The merchants sought to invoke a judge-made exception to the FAA allowing courts to invalidate agreements that prevent the “effective vindication” of a federal statutory right.  The Court found such an exception inapplicable to this case:

[T]he exception finds its origin in the desire to prevent “prospective waiver of a party’s right to pursue statutory remedies [citation omitted, Court’s emphasis]. That would certainly cover a provision in an arbitration agreement forbidding the assertion of certain statutory rights. And it would perhaps cover filing and administrative fees attached to arbitration that are so high as to make access to the forum impracticable. [Citation omitted.] But the fact that it is not worth the expense involved in proving a statutory remedy does not constitute the elimination of the right to pursue that remedy.


Simply put, the majority has allowed Amex to use its superior bargaining power to shield itself from antitrust liability. Justice Kagan in a dissent joined by Justices Ginsburg and Breyer (Justice Sotomayor did not participate) explains how:

Here is the nutshell version of this case, unfortunately obscured in the Court’s decision. The owner of a small restaurant (Italian Colors) thinks that American Express (Amex) has used its monopoly power to force merchants to accept a form contract violating the antitrust laws.
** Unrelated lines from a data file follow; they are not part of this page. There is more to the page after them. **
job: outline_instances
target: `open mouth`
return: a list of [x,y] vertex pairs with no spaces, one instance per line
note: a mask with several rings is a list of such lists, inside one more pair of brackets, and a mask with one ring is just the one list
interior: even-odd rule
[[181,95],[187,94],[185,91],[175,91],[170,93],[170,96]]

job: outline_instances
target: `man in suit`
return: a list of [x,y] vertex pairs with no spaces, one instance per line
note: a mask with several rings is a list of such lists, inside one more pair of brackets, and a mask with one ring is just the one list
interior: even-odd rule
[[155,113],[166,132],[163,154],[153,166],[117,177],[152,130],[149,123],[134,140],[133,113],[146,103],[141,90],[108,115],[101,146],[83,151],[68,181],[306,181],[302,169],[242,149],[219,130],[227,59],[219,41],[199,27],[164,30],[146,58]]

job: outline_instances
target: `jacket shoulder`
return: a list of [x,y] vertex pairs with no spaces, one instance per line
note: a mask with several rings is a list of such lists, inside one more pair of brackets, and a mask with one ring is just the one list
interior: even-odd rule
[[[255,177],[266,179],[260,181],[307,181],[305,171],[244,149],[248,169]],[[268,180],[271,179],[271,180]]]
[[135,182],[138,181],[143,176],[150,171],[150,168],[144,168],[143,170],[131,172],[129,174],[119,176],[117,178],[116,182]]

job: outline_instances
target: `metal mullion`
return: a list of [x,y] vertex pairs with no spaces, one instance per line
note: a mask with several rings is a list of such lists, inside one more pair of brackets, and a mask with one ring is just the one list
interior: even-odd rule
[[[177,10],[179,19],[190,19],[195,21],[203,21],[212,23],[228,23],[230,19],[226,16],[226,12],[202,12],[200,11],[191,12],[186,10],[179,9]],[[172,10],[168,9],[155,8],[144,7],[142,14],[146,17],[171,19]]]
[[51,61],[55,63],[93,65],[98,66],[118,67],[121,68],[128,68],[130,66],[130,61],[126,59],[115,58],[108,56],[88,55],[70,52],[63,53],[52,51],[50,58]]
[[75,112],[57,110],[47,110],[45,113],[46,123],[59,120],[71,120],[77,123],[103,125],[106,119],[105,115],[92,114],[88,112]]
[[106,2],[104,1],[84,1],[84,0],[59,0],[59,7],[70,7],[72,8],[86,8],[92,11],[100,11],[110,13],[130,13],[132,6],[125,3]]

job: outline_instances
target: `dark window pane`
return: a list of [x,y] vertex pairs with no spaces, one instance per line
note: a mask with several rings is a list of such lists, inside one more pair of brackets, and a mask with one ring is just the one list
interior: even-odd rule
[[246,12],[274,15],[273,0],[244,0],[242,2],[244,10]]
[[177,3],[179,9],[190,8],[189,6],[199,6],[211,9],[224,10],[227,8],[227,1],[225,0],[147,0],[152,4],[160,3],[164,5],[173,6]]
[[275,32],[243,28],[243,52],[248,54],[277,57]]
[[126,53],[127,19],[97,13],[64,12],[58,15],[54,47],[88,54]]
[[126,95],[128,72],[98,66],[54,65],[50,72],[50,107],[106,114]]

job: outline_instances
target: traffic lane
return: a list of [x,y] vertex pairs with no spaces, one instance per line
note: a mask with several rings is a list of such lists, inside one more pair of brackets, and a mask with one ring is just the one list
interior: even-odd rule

The restaurateur wants to challenge the allegedly unlawful provision (imposing a tying arrangement), but the same contract’s arbitration clause prevents him from doing so. That term imposes a variety of procedural bars that would make pursuit of the antitrust claim a fool’s errand. So if the arbitration clause is enforceable, Amex has insulated itself from antitrust liability—even if it has in fact violated the law. The monopolist gets to use its monopoly power to insist on a contract effectively depriving its victims of all legal recourse.

And here is the nutshell version of today’s opinion, admirably flaunted rather than camouflaged: Too darn bad.

Justice Scalia grounds his reasoning on the principle that “arbitration is a matter of contract.” Yet a contract requires consent, and the narrow Court majority has repeatedly shown no willingness to examine whether there is a true “meeting of the minds” regarding one-sided provisions inserted into adhesion contracts.

Moreover, in the Concepcion case, the Court rejected the California’s Supreme Court’s ruling that a class arbitration waiver in certain consumer contracts is unconscionable as a matter of California law—even though the FAA § 2 expressly provides that an arbitration agreement may be found unenforceable “upon such grounds as exist at law or in equity for the revocation of any contract.” In short, the Court invokes contract law while at the same time restricting plaintiffs from contesting the validity of the underlying contract or arbitration agreement itself.